Dickson continued: “Keeping a birthing center open without adequate obstetrical coverage is not in the best interest of our patients and is something we are not willing to do, regardless of the political pressure and damaging headlines. Sometimes the right thing to do — and I know this is the right decision for our patients — is the harder thing to do.”

DPH: No legal authority to stop closure

The state DPH has no legal authority to stop UMass, or any hospital system, from closing an “essential” service.

The agency asked UMass to postpone closure after it determined the health system's plan was inadequate because it failed to provide alternatives for patients to access quality health care after the unit closed. Once an adequate plan was developed and implemented, the unit could close, said the Department of Public Health.

UMass Memorial: Two reasons for closure

UMass cited falling birth numbers along with a staff shortage as the primary reasons for shutting the unit down.

In filings with the state, UMass data showed births dropped from 762 in fiscal 2017 to 511 in fiscal 2022. Opponents argue the current number is at least 600 annually and would be higher if UMass didn’t funnel patients to UMass Memorial Medical Center.

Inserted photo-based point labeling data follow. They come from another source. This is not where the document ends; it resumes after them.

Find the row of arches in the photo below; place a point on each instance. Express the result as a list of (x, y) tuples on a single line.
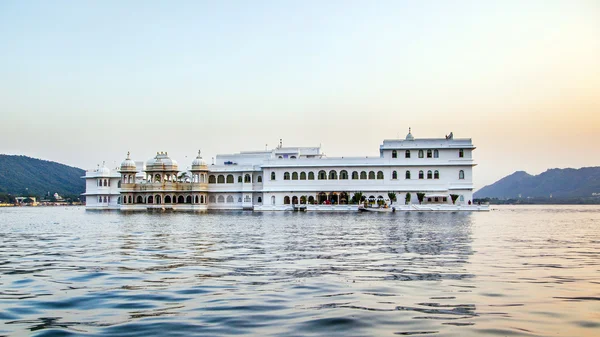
[(167, 199), (221, 199), (331, 175), (229, 179), (421, 153)]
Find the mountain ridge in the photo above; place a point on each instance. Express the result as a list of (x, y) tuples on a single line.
[(555, 183), (23, 175)]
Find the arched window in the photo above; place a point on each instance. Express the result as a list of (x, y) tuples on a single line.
[(343, 174), (322, 175), (332, 175)]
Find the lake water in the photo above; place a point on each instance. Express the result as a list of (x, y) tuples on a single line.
[(514, 271)]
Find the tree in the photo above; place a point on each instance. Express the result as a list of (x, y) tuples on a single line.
[(356, 198), (392, 197)]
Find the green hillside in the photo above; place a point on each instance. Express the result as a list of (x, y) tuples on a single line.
[(21, 175)]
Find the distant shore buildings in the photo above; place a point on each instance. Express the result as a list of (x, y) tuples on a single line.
[(437, 170)]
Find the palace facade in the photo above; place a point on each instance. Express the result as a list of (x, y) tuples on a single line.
[(288, 178)]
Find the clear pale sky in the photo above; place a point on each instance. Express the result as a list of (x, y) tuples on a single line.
[(83, 82)]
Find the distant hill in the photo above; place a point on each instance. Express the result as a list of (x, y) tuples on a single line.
[(560, 183), (21, 175)]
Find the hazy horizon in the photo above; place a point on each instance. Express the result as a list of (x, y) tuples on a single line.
[(86, 82)]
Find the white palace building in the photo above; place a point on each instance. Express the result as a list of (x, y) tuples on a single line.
[(292, 178)]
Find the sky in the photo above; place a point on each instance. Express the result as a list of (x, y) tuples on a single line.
[(82, 82)]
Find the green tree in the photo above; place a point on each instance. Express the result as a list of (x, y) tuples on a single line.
[(420, 196), (356, 198), (392, 196)]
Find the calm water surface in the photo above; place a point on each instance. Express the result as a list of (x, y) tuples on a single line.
[(515, 271)]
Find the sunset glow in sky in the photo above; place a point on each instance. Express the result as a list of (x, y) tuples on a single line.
[(83, 82)]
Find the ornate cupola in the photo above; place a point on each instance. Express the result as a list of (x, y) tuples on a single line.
[(199, 169), (128, 165)]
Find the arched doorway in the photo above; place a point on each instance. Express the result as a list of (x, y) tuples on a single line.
[(343, 198)]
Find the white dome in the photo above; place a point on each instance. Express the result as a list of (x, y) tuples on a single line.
[(128, 164), (161, 162), (199, 161)]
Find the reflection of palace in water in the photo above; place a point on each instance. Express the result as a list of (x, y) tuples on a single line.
[(289, 177)]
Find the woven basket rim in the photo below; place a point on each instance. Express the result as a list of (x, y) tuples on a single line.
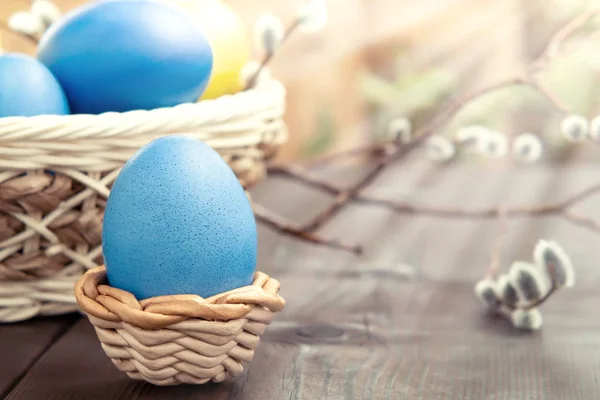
[(107, 303), (250, 102)]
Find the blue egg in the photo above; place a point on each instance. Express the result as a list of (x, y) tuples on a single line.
[(28, 88), (122, 55), (177, 221)]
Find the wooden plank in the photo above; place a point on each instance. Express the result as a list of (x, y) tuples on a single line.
[(23, 343), (373, 328)]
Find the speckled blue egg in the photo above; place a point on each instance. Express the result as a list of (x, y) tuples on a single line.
[(177, 221), (122, 55), (28, 88)]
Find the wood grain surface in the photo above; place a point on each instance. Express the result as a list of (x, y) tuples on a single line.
[(401, 322)]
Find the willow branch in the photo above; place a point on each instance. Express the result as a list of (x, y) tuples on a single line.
[(286, 227), (392, 151), (496, 256), (269, 56)]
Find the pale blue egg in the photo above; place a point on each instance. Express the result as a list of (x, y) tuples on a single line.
[(28, 88), (177, 221), (122, 55)]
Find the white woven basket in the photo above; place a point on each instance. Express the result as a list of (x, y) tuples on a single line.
[(56, 172)]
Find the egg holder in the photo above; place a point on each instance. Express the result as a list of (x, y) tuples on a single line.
[(171, 340), (56, 172)]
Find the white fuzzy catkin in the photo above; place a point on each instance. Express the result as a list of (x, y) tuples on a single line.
[(485, 290), (46, 10), (493, 144), (551, 258), (506, 290), (575, 128), (531, 284), (527, 148), (249, 70), (439, 149), (595, 128), (313, 16), (400, 129), (268, 33), (527, 319), (26, 23)]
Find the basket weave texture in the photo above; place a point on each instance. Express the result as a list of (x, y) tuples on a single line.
[(170, 340), (56, 173)]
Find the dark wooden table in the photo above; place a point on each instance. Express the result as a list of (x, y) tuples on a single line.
[(400, 322)]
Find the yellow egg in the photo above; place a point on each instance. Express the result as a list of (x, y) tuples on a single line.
[(229, 41)]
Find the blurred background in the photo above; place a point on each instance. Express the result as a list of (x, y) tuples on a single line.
[(380, 59)]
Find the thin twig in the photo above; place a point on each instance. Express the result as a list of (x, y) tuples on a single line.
[(581, 220), (392, 151), (552, 97), (286, 227), (269, 56)]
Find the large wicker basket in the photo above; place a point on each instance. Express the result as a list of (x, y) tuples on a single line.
[(170, 340), (56, 173)]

They also claim efforts by doctors and nurses to boost staff numbers were thwarted by UMass officials.

In a public hearing, UMass leadership said the decision to close the unit was not about finances, but opponents disagree. They claim many of the unit’s patients are low-income and MassHealth reimbursements don’t cover the costs of care. To consolidate costs, UMass funnels patients to Worcester, said opponents.

'Everything possible' done to boost unit

In his email this week to providers, Dickson said “everything possible” was tried to rejuvenate the unit over the past five years, but closure was the only option to protect the health of patients.

The law firm representing UMass Memorial told the state DPH that the lack of a sufficient number of OB/GYNs in the unit was the “primary reason why we must make the closure recommendation.”

At least five obstetricians/gynecologists are needed to meet on-call, 24/7 services that the unit demands, according to the law firm. Currently, there are two OB/GYNs on staff, and temporary staff to fill the gap isn’t consistently available, the law firm said.

In its determination that the UMass plan is inadequate, the DPH cited transportation access and impacts on local ambulance service as the two biggest weaknesses in the plan.

In his email Thursday to providers, Dickson said the hospital’s plan fully adheres to the DPH regulatory review process.

“We are confident that our plan effectively prioritizes the health and safety of birthing people and newborns throughout the North Central region by offering 24/7/365 curb-to-curb transportation access for patients and their loved ones, ensuring safety and equity when the Medical Center receives these additional births, and to help support the most vulnerable in this region, dedicating more than $600,000 to support prenatal and postpartum care.”